It's about adding character to well worn and much loved items of clothing.

The second week focussed on darning woven fabrics - this was much more in my comfort zone and I bought along a pair of jeans that needed repairs to the knees. It's the same warp and weft process but it felt like there was more scope for creativity with darning woven fabrics.  I carried on darning my jeans over the weekend after the course and I am pretty chuffed with my first attempt.  As you can see, this darning style is very much in the school of the Japanese textile crafts of Sashiko and Boro.  I've had a big crush on both these textile art forms for a long time, and can't wait to experiment more. I hasten to add that I wouldn't want to attempt to darn something for anyone else for a long time, until I'd got a lot better at it. (Yes, don't bring me your holey socks if you want them back anytime in the next decade!)

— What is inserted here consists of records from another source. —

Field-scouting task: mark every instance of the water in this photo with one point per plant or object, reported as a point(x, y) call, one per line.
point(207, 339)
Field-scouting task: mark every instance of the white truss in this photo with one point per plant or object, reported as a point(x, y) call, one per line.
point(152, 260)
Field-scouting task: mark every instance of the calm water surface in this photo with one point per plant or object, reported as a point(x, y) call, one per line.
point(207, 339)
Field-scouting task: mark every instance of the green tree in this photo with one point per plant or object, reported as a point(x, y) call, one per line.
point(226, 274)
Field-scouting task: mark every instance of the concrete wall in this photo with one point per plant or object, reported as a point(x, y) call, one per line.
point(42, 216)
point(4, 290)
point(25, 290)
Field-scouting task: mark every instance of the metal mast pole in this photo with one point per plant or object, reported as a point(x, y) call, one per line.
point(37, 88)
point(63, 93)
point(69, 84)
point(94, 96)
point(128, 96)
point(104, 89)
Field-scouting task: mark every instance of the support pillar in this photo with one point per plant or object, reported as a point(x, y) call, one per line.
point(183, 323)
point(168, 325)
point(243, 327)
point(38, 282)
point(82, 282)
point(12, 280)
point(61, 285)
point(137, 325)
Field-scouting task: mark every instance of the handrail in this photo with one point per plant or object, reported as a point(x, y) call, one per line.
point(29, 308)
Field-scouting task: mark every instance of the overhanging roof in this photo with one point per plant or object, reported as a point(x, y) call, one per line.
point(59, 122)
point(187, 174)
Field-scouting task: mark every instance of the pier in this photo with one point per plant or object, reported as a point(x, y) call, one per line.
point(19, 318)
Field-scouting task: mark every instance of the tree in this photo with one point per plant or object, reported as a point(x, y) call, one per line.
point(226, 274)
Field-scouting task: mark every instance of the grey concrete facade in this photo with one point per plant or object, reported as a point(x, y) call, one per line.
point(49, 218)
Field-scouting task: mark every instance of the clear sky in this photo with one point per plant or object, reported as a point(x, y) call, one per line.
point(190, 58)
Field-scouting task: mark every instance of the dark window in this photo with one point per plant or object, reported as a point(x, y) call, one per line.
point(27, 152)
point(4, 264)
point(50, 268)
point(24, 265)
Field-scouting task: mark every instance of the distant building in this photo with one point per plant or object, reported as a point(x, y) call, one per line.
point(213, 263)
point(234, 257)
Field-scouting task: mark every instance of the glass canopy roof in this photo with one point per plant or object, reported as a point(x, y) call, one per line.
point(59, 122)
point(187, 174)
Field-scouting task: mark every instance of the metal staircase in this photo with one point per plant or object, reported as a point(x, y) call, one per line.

Celia bought along some of her own wonderful darning projects which have been exhibited in the V & A and Somerset House.  The cream knitted jumper she wore on week two had been lovingly darned with some vibrant coloured wool and she showed us a favourite sheet that she has darned many times over and still uses.  It never occurred to me to darn a sheet when it rips, but why the hell not?!
Have a look at the wonderful work of Celia Pym on her website and take a look at the course that I attended at Raystitch.
It's been a lovely boost in dreary February to get stitching and creative with a new-to-me skill.



I know our grannies and granddads darned as a way of life; make-do-and-mend and the need for economy with limited resources meant darning was a necessity rather than a textile art form. I have a lovely little book that reproduces all the government pamphlets on making-do; there are lots of other more advanced darning techniques in there which Celia showed us but I am not ready to attempt those yet. Celia has helped to revive the skill and to celebrate darning, reminding us how to look after things we love and turn them into something beautiful, as they start to fray.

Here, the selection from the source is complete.